Rada Powiatu w Wadowicach uchwalała w czwartek budżet na przyszły rok. To czas, gdy samorządy głosują plan wydatków i z jakiegoś nieoczywistego powodu co roku radni uznają uchwały budżetowe za jedną z najważniejszych.
Choć w istocie uchwała budżetowa nie ma aż tak dużego znaczenia, ponieważ w każdym momencie można ją zmienić, a ponadto żaden z samorządów w trakcie roku nie jest w stanie dotrzymać planu wydatków, to zawsze pod koniec grudnia radni lokalnych samorządów bardzo dużą wagę przywiązują do momentu uchwalenia budżetu.
Wokół tego jest też wiele sporów i dyskusji, bo przecież chodzi o pieniądze.

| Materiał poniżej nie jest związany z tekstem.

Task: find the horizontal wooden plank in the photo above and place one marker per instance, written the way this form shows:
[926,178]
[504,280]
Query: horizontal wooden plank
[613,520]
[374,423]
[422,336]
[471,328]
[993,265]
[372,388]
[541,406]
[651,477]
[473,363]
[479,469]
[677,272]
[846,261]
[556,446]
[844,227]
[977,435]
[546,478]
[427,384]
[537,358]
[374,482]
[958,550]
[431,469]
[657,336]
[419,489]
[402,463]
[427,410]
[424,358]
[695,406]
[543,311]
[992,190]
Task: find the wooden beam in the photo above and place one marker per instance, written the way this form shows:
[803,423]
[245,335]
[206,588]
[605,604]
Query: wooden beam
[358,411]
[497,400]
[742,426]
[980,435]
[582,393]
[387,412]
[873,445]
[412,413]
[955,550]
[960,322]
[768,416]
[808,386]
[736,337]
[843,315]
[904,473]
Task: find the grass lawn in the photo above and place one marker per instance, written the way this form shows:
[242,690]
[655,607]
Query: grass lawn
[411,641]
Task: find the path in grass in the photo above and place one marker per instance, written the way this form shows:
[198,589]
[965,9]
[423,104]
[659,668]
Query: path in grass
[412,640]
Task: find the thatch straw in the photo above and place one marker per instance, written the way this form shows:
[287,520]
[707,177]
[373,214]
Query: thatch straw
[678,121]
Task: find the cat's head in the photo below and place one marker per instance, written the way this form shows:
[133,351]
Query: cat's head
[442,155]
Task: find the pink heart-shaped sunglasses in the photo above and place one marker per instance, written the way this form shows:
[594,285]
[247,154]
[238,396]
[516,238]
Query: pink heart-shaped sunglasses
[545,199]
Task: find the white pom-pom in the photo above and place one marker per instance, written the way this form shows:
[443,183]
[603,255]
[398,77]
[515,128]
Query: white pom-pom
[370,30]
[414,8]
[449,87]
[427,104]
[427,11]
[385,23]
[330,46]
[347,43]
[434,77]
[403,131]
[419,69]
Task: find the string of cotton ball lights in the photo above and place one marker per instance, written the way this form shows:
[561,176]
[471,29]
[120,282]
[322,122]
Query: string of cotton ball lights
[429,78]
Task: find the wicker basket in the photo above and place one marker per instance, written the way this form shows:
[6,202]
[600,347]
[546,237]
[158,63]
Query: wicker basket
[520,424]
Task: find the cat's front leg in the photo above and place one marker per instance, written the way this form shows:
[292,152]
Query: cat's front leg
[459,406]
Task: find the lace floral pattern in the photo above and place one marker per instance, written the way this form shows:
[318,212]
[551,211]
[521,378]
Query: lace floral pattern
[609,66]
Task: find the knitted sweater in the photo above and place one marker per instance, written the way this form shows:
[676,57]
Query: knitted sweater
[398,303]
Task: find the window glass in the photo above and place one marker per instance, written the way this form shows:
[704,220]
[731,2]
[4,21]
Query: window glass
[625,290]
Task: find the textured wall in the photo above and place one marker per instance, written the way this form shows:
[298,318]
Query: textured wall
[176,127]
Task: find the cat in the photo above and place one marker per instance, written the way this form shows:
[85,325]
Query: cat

W Radzie Powiatu w Wadowicach uchwała budżetowa przeszła w czwartek (22.12) gładko, a opozycja uznała, że przygotowany przez starostę Eugeniusza Kurdasa budżet, z rekordowym deficytem i wydatkami 254 mln zł, jest do przyjęcia.
Na koniec jedna sesji radni uznali, że należy podkreślić niecodzienną zgodność i dziękowali sobie wzajemnie. W tym właśnie momencie o głos poprosił radny opozycji Tadeusz Sabat i przypomniał o osobie, której na sesji nie było.
Chciałbym życzyć zarządowi zdrowia, ale przede wszystkim to zdrowia chciałbym życzyć pani wicestaroście, której tutaj dziś z nami nie ma i jest w szpitalu. Mam nadzieję, że szybko do nas wróci - mówił Tadeusz Sabat.
Jego życzenia dla wicestarosty poparli inni radni, a za dobre słowo radnemu podziękowała przewodnicząca rady Zofia Kaczyńska. Wicestarosta powiatu wadowickiego Beata Smolec drugi miesiąc przebywa na zwolnieniu lekarskim z powodu pogorszenia się stanu zdrowia.
Jak poinformował nas starosta Eugeniusz Kurdas, jest on w kontakcie z panią wicestarostą i wierzy, że już wkrótce będzie mogła kontynuować swoje obowiązki.